Commentary

Implementing Health Reform: The CLASS Act


 

In October, officials at the Health and Human Services department announced plans to suspend the CLASS (Community Living Assistance Services and Supports) Act. CLASS was passed as part of the Affordable Care Act and would have set up a voluntary long-term care insurance program. It came under fire from ACA critics who said it would not save federal dollars. After a lengthy fiscal evaluation, government officials announced that CLASS would not be implemented because it could not be sustained without taxpayer support.

Larry Minnix

Under CLASS, working adults would have paid premiums and received a minimum average daily benefit of $50 should they need long-term care services. The money was available for either nonmedical services in the community or for institutional care.

Long-term care advocates aren’t giving up on the program. Instead, they are urging the Obama administration, which did not fully repeal CLASS, to find a way to salvage the program.

Larry Minnix, president and CEO of LeadingAge, an association of 5,600 not-for-profit organizations focusing on aging and long-term care, offers his views on CLASS and the state of long-term care financing in the United States.

QUESTION: HHS officials have said they don’t plan to repeal CLASS. Could the program come back at a later date in a revised form?

MR. MINNIX: We’re very supportive of the administration’s position not to repeal CLASS. We think what it offers is a construct – now in the law – that forces policy makers and others to have to deal with the issue. A growing number of people are going to need help for basically nonmedical services to be able to stay at home. A large, national insurance pool is a very efficient way to try to help with that need. Every physician’s office is full of people who are coping with multiple chronic conditions who have needs beyond what health insurance will cover. Medicaid is their only option, along with private long-term care insurance. We’re hoping that Congress will keep the CLASS Act as a construct.

QUESTION: What options do older Americans have today to meet their long-term care needs?

MR. MINNIX: Economically, there are three options. You can deplete your assets and go on Medicaid. If you purchased private long-term care insurance earlier, you will get some help from that. But the problem is long-term care insurance is a limited market and it screens for preexisting conditions, so few people have purchased it. Your third option is to pool family resources and pay out of pocket. The services that people need aren’t primarily medical. For example, they need help getting up, bathed, and dressed while their caregiver goes to work. CLASS was designed to cover in part some very practical needs that help families and individuals to be as independent as they can be. The need for these services grows every day.

QUESTION: A recent opinion piece in the New York Times suggested that Medicare should pay for long-term care. Is this is a viable option?

MR. MINNIX: That idea has been kicked around for years. Others have suggested that the Medicaid program be expanded. I don’t think anyone in today’s economic environment thinks that either of those ideas will be acted upon. What CLASS would have done was allow people to insure themselves. We already know they’re spending money on these things. Therefore, if there was a large pool of self-insurance that allowed people to spend the benefit as they needed, that is a much more viable option than another centralized Medicare or Medicaid program.

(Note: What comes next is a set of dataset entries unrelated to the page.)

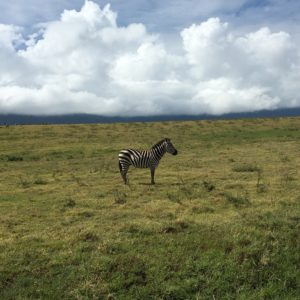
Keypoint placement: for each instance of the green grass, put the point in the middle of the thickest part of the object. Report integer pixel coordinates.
(222, 222)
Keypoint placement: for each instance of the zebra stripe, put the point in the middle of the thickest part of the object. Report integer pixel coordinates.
(145, 158)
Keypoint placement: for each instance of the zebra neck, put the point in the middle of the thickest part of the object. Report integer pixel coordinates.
(158, 151)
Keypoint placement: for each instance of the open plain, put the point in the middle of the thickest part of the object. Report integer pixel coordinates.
(222, 221)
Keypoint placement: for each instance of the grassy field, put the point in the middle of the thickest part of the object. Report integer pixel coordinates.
(222, 222)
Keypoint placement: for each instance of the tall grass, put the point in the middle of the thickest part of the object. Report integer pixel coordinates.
(222, 222)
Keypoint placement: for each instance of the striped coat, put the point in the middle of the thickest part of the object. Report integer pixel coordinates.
(144, 158)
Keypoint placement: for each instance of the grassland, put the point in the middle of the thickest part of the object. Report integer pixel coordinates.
(222, 222)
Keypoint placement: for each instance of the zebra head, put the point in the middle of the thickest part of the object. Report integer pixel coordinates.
(169, 147)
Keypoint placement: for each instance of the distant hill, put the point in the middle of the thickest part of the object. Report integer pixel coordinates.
(11, 119)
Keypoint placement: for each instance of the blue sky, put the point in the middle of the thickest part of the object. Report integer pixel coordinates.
(143, 57)
(161, 16)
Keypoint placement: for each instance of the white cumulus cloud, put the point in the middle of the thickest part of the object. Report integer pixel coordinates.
(86, 63)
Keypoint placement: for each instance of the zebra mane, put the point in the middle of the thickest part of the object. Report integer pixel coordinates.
(159, 143)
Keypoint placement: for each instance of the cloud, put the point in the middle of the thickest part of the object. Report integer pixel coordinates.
(84, 62)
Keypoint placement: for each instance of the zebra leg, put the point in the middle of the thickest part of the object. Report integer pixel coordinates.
(123, 171)
(152, 175)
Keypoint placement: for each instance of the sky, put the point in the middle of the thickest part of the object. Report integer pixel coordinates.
(148, 57)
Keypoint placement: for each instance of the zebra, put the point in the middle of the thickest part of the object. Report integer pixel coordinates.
(145, 158)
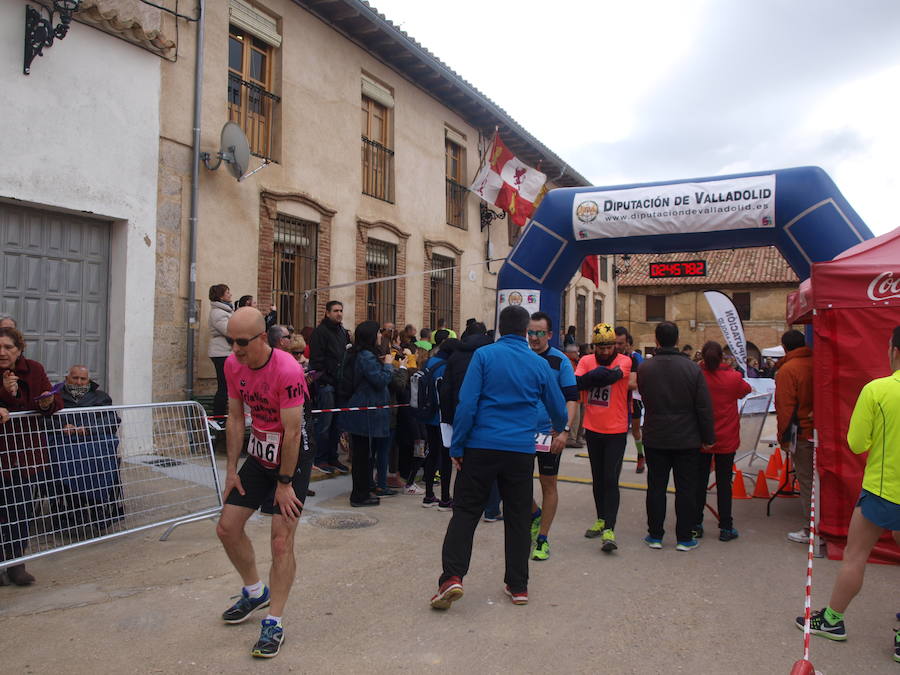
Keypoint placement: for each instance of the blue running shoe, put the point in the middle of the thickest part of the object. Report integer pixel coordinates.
(270, 640)
(240, 610)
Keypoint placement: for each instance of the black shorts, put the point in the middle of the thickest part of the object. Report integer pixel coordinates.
(548, 463)
(260, 483)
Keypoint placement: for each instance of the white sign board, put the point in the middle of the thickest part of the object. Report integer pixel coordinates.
(732, 204)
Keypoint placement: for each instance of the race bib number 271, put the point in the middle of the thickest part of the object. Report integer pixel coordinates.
(265, 446)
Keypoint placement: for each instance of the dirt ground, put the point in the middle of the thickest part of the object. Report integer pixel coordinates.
(360, 602)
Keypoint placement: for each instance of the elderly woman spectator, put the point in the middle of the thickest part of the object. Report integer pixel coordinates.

QUESTION: The CLASS program was voluntary. Is that why it ended up being financial unsustainable and would a mandatory program a better option?

MR. MINNIX: Mandate vs. choice was central in the formation of the CLASS Act by Congress. We did our own study at LeadingAge and looked at the options industrialized countries have chosen to deal with this issue. Germany is probably the closest to our situation. About 15-20 years ago, they had the same problem we do and they tried to punt the problem to their states through their equivalent to Medicaid. That didn’t work because the states couldn’t handle it. German officials finally came up with a mandated long-term care tax. It effectively cut their previous Medicaid-type expenditures for long-term care in half. In our own study, we showed that if a plan like CLASS were in place today and all working people were mandated to participate in it, Medicaid expenditures for long-term care would be about 50%. Politically, everyone says you’ll never get a mandate. But the truth is that a program like CLASS is just plain less expensive than the expansion of existing entitlement programs.